Labour gain in low turn-out poll

The County Council election in Luton on Tuesday was a very unexciting affair, wrote The Luton News, of Thursday March 6th, 1919. The weather conditions may have had something to do with it, or it may have been wholly the indifference of the electors, of whom only about 15 per cent went to the polling booths.

As the Labour Party had found candidates to contest six of the nine Luton divisions a keener interest might certainly have been expected. But somehow County Council elections never do excite a very great amount of feeling locally.

Of their six nominees, the Labour Party had the pleasure of hearing one declared elected. Dr John Birch has ousted Mr W, R, Phillips JP, getting a majority of over 100 in a total vote of less than 250. It was only in Division 9, where Mr Willet Ball, having failed to secure a seat in a more august assembly, sought to get authority to have a voice in the affairs of the county, that there was anything like a moderately heavy poll. In that division nearly a thousand electors went and made their mark. The other end of the scale was in Division 3, whither the total number of votes cast was only 154.

The results of the nine Luton divisions were:

Division 1 (North Ward): Thomas Keens (Lib), unopposed.

Division 2 (North Ward): Milner Gray (Lib), 350; Mrs Alice Maude Slatter, 83.

Division 3 (North Ward): Stewart Butler Hubbard (Unionist) 116; Hedley Burgoyne (Lab), 38.

Division 4 (East Ward): Hugh Cumberland (Unionist), 173; Walter Buckwood (Lab), 103

Division 5 (East Ward): Dr John Birch (Lab), 177; William Richards Phillips (Unionist), 67.

Division 6 (East Ward): Henry Impey (Lib), 282; William James Mair (Lab), 124.

Division 7 (West Ward): Charles Dillingham, (Lib), unopposed.

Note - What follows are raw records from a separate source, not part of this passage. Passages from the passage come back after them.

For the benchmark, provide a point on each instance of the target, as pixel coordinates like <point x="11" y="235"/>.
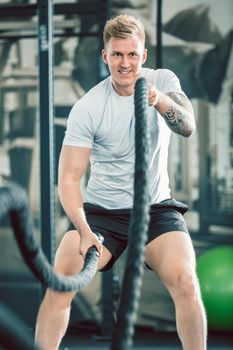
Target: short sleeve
<point x="79" y="131"/>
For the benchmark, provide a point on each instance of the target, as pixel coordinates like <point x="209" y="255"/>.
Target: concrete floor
<point x="144" y="340"/>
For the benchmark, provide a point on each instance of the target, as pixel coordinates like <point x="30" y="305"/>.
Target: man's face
<point x="124" y="58"/>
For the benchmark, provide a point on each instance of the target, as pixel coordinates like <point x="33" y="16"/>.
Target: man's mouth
<point x="125" y="71"/>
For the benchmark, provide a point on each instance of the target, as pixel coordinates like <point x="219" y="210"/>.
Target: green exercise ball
<point x="215" y="273"/>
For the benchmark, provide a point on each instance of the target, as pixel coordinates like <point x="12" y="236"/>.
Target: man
<point x="101" y="129"/>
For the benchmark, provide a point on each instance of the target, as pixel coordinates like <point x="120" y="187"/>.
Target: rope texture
<point x="123" y="335"/>
<point x="13" y="200"/>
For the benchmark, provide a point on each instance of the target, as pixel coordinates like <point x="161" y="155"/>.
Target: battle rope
<point x="13" y="200"/>
<point x="122" y="337"/>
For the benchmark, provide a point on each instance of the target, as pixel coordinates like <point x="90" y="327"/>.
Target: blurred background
<point x="41" y="79"/>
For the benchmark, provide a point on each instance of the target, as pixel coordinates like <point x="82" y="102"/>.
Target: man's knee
<point x="58" y="301"/>
<point x="185" y="284"/>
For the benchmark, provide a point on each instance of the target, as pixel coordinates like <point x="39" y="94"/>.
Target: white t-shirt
<point x="104" y="122"/>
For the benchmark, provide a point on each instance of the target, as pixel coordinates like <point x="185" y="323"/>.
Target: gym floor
<point x="144" y="340"/>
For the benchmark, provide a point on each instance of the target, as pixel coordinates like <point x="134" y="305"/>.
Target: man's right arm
<point x="73" y="163"/>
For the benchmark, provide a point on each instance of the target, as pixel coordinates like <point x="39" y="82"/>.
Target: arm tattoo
<point x="179" y="116"/>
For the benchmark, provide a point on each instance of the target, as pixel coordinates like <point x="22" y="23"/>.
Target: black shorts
<point x="165" y="216"/>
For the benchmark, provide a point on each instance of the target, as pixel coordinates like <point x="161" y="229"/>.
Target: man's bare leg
<point x="53" y="316"/>
<point x="172" y="257"/>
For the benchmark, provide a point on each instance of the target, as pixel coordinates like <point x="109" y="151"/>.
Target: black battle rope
<point x="122" y="337"/>
<point x="13" y="200"/>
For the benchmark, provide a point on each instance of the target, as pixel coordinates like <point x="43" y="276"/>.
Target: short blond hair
<point x="122" y="27"/>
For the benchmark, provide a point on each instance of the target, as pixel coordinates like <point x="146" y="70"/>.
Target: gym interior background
<point x="39" y="85"/>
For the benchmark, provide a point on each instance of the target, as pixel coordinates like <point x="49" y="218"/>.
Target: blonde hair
<point x="122" y="27"/>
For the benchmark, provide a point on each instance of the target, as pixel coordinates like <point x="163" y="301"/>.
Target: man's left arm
<point x="176" y="109"/>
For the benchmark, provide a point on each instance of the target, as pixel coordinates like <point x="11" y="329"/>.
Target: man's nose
<point x="125" y="62"/>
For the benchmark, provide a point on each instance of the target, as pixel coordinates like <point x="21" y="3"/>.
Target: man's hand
<point x="87" y="240"/>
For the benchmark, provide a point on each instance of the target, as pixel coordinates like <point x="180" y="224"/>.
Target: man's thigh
<point x="169" y="254"/>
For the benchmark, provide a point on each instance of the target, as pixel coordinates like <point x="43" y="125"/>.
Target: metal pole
<point x="47" y="149"/>
<point x="159" y="35"/>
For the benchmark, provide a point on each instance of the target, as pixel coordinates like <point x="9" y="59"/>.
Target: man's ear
<point x="104" y="56"/>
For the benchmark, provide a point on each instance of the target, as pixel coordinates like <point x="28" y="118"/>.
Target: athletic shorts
<point x="113" y="224"/>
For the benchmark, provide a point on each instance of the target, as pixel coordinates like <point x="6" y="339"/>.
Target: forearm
<point x="180" y="119"/>
<point x="72" y="202"/>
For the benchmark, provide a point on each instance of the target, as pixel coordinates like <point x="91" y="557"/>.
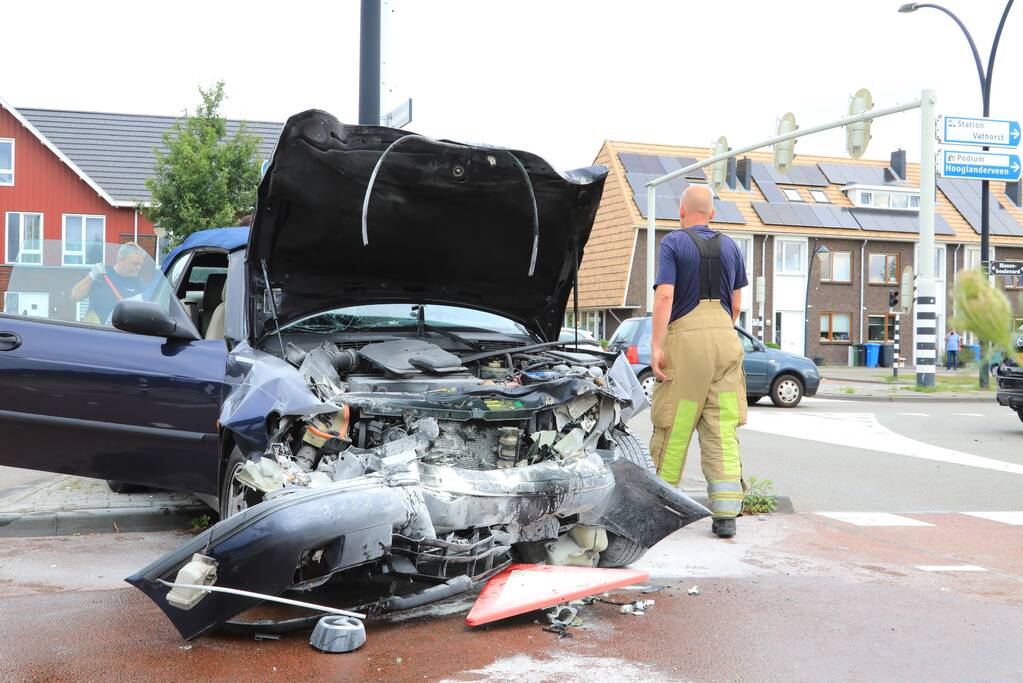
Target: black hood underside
<point x="445" y="223"/>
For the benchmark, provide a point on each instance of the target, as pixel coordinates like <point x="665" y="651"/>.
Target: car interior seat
<point x="215" y="328"/>
<point x="213" y="296"/>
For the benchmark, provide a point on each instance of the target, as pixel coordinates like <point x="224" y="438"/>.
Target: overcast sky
<point x="556" y="77"/>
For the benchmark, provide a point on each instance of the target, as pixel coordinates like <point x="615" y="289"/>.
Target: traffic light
<point x="857" y="135"/>
<point x="785" y="151"/>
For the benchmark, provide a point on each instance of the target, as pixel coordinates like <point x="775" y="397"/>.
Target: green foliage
<point x="760" y="497"/>
<point x="206" y="179"/>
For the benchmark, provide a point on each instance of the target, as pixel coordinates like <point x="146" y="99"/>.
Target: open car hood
<point x="442" y="222"/>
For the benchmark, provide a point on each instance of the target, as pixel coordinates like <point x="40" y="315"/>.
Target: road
<point x="881" y="456"/>
<point x="904" y="561"/>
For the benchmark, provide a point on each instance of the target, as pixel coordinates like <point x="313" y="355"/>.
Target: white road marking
<point x="863" y="430"/>
<point x="1006" y="517"/>
<point x="950" y="567"/>
<point x="875" y="519"/>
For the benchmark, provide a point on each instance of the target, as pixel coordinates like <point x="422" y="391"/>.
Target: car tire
<point x="649" y="381"/>
<point x="124" y="487"/>
<point x="234" y="496"/>
<point x="621" y="551"/>
<point x="787" y="391"/>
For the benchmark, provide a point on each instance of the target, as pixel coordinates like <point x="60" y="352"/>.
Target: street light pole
<point x="985" y="92"/>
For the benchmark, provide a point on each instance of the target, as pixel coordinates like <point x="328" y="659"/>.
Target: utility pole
<point x="925" y="312"/>
<point x="369" y="62"/>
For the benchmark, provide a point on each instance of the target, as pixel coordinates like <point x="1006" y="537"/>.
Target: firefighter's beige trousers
<point x="706" y="391"/>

Division 8 (West Ward): Albert Alexander Gibbs (Lib), unopposed.

Division 9 (West Ward): Harry Arnold (Lib), 574; Willet Ball (Lab) 411.

The counting took place in the Assembly Hall at the Town Hall. In case the crowd outside should be at all unruly, about a dozen special constables donned their uniform once more and reinforced the regular police. But as the crowd, at a liberal estimate, only numbered about 100, they did not have a very strenuous time.

The results were declared by the Town Clerk. In the six Luton wards which were contested, 15,740 people were entitled to vote, but only 2,198 cast votes – between 15 and 16 per cent. The highest proportion was in Division 6, where the percentage was just over 21, and the lowest in Division 3, where it was only just over nine per cent.